Flash Actu

Le Grand Référendum pour la mobilité en Île-de-France

Mardi 07 mars 2016, TF1 diffusait dans son journal de 20h le bilan de la mairie de Paris après deux ans de baisse de la limitation de vitesse sur le boulevard périphérique parisien. Un bilan plus que mitigé, que « 40 millions d’automobilistes » avait prévu dès l’annonce de la mesure en 2013 et qui renforce les doutes de l’association quant à la pertinence de la politique de mobilité menée dans la capitale. L’association invite tous les habitants et usagers d’Île-de-France à s’exprimer grâce au Grand Référendum pour la mobilité : http://referendum.40ma.org/mobilite-paris et accessible sur la page d’accueil du site de l’association www.40millionsdautomobilistes.com.
 

Le bilan des deux ans du boulevard périphérique à 70 km/h

 
C’était le 10 janvier 2014. Le boulevard périphérique parisien passait de 80 à 70 km/h, dans le but de « fluidifier le trafic » et de « réduire la pollution ». Deux ans après la mise en place de la mesure, les bénéfices de cet abaissement de la vitesse maximale autorisée sont plus que mitigés : l’observatoire du bruit en Île-de-France, Bruitparif, a mesuré une diminution du volume sonore moyen de seulement -0,6 dB (soit une baisse de 83,6 à 83 dB du bruit de la circulation), un changement « imperceptible pour l’oreille humaine » selon les spécialistes interrogés.
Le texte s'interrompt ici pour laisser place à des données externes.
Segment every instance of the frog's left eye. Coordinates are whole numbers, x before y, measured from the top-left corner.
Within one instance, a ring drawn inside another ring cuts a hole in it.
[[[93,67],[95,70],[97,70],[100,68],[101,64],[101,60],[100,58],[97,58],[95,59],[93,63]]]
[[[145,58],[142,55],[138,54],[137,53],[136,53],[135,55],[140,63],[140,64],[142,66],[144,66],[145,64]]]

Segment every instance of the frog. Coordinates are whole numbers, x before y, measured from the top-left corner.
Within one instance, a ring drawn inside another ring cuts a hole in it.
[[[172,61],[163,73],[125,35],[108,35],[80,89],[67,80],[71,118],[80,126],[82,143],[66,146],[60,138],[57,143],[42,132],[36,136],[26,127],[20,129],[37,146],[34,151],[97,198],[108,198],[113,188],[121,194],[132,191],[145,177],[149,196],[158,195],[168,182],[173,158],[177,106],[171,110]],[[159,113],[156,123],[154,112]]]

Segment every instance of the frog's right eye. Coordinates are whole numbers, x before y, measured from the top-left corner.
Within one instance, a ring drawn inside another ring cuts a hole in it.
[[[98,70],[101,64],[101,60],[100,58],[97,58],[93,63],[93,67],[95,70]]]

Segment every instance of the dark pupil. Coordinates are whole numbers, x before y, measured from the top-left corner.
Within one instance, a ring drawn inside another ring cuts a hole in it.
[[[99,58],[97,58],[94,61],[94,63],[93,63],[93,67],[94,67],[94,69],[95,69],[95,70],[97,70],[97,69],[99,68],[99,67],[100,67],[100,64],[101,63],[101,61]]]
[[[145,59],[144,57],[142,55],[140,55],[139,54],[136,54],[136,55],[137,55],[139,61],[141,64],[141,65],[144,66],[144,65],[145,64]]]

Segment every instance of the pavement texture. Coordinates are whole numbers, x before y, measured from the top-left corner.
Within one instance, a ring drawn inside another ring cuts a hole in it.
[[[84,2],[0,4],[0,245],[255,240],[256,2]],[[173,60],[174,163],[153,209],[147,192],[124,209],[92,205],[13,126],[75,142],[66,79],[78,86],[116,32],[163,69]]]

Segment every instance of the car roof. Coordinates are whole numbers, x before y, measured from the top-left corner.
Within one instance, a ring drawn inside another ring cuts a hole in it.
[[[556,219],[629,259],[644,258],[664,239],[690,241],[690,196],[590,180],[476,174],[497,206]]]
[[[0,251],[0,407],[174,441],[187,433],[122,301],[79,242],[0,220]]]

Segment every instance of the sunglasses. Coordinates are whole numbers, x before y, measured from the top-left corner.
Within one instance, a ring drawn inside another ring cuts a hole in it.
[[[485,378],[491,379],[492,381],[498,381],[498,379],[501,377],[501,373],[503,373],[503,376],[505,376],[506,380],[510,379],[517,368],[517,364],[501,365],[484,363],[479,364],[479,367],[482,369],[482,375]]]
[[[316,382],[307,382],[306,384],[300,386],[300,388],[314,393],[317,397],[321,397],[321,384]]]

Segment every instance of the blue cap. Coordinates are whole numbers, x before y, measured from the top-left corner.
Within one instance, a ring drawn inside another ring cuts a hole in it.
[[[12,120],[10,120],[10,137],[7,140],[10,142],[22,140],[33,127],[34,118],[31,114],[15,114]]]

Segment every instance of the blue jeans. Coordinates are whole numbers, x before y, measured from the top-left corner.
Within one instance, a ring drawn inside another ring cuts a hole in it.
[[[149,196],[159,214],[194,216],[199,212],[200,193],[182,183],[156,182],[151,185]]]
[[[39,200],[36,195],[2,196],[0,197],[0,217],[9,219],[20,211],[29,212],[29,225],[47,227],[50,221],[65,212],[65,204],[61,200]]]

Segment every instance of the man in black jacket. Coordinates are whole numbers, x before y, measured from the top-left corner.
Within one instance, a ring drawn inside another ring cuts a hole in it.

Le seuil de recommandation de l’Organisation mondiale pour la Santé, fixé à 70 dB, reste quant à lui franchi en permanence.
 
Côté accidentalité, difficile de se faire une idée précise : les statistiques pour 2015 ne sont pour l’instant pas arrêtées et les chiffres disponibles sont tellement faibles que les variations semblent démesurées : une baisse de -15% de l’accidentalité générale avait été enregistrée en 2014 par rapport à 2013 et une hausse de +75% de la mortalité (en réalité, une augmentation du nombre de personnes tuées de 4 à 7 usagers). Impossible donc d’interpréter des données aussi minces. Dernier aspect, et non des moindres dans la mesure où il constituait le principal argument d’Anne HIDALGO pour imposer aux usagers la baisse de la limitation de vitesse sur le périphérique (mesure à laquelle 59% des Parisiens étaient opposés) : la pollution atmosphérique. Mais sur ce sujet, en deux ans, la mairie de Paris n’a pas jugé bon de demander une étude d’impact à Airparif, l’association de surveillance de la qualité de l’air en Île-de-France.
 

Face à l’absence de résultat, « 40 millions d’automobilistes » demande le retour de la limitation à 80 km/h

 
La mairie de Paris ne fait pas de la mobilité, mais seulement de la politique. Avec ce bilan à deux ans, nous savons déjà que la baisse de la limitation de vitesse sur le boulevard périphérique est une mauvaise mesure. Les objectifs visés n’ont pas été atteints. Pire, si la nouvelle limitation de vitesse ne change strictement rien aux conditions de circulation le jour en raison de la congestion permanente, elle est totalement inadaptée la nuit, lorsque le trafic est fluide. C’est ainsi que le nombre de flashs des radars implantés sur le boulevard a été multiplié par 3,5 entre 2013 et 2014. Nous demandons donc à ce que la limitation de vitesse à 80 km/h sur le périphérique soit rétablie.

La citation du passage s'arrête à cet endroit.